Tax changes regarding donations to the Solidarity Fund during 2020

Tax changes regarding donations to the Solidarity Fund during 2020 were made to facilitate those taxpayers who wanted to contribute towards this initiative during the COVID-19 period:

  • a specific IRP5 code (4055) was created to store these contributions;
  • a concession was made to enable employees to “fast track” the total donation (i.e. a three month and a 6 month period was allowed);
  • Employees need to declare any donations they received from the fund as it is seen as taxable income!!
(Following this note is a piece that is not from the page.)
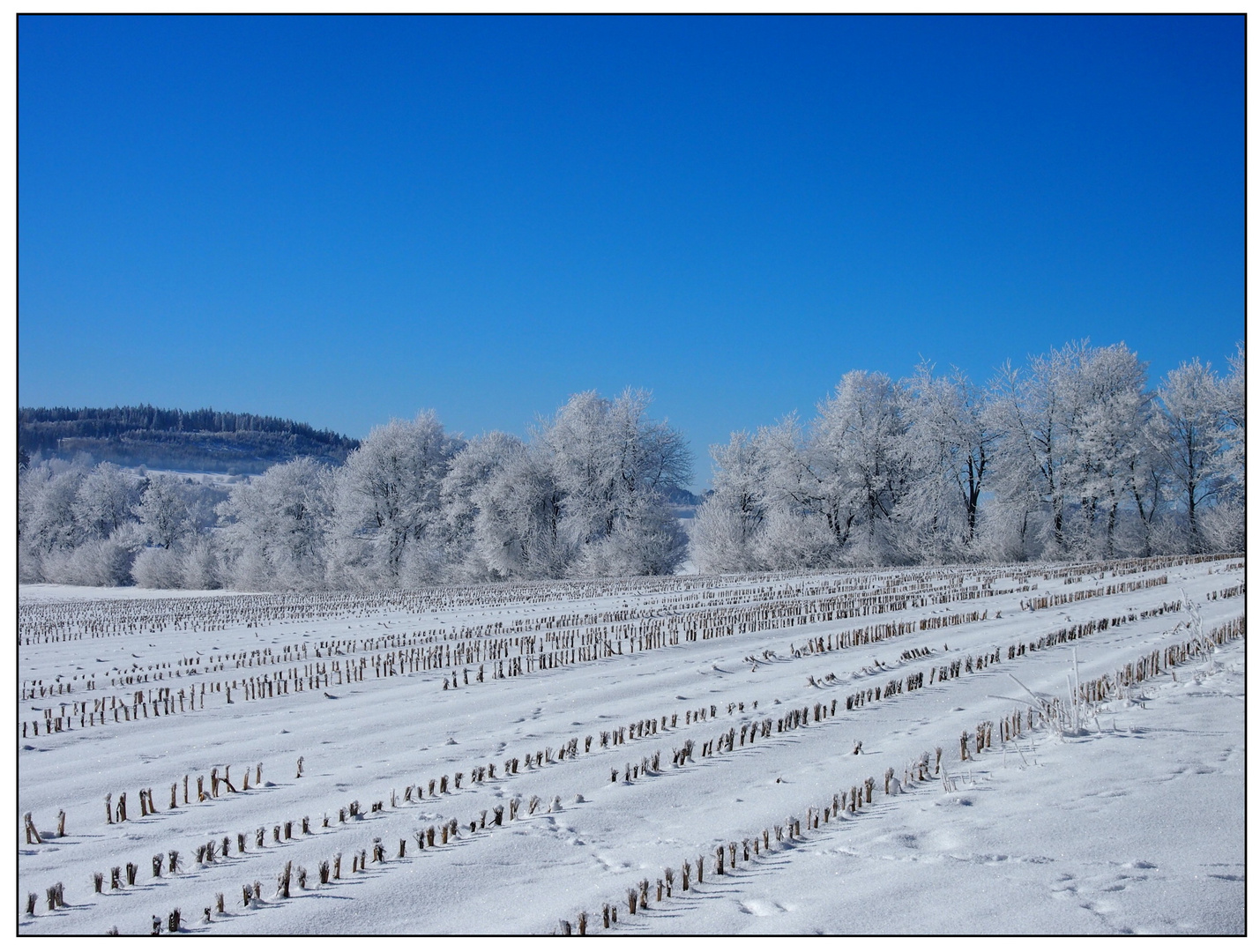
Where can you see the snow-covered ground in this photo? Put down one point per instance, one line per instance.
(1131, 824)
Donations made via the Payroll

Monthly donations made by employee/s – via a Payroll Deduction:

  • The employer must be satisfied that the contribution/donation is being made to a bona fide section 18(A) registered entity – proof of this would be required to be supplied by the employee;
  • The amount deducted from the employee/s would be paid over to the entity in the same manner as any other third party payment made by the employer on a monthly basis;
  • Employers would not ordinarily do this (it can be an admin headache!) unless there are sufficient employees participating in the scheme to warrant the effort – these schemes are commonly known as “Payroll Giving” schemes;
  • In a Payroll Giving scheme:
    • the amount deducted from the employee is a pre-tax deduction;
    • a maximum of 5% of the employees’ remuneration is allowed;
    • code 4030 on the IRP5 is used to store the total donation – i.e. not just the 5%;
    • this code is also used to store any donation made to a COVID-19 Disaster Relief Organisation;
    • the amount deducted from the employee is not seen as part of the R 100 000 p/a maximum that one can donate;
    • it is seen as part of the maximum of the 10% p/a of taxable earnings that one can contribute to such an entity;
    • employees are encouraged to check their records re these donations – if they have contributed more than 5% and have received the tax benefit, they will be faced with a tax liability on assessment.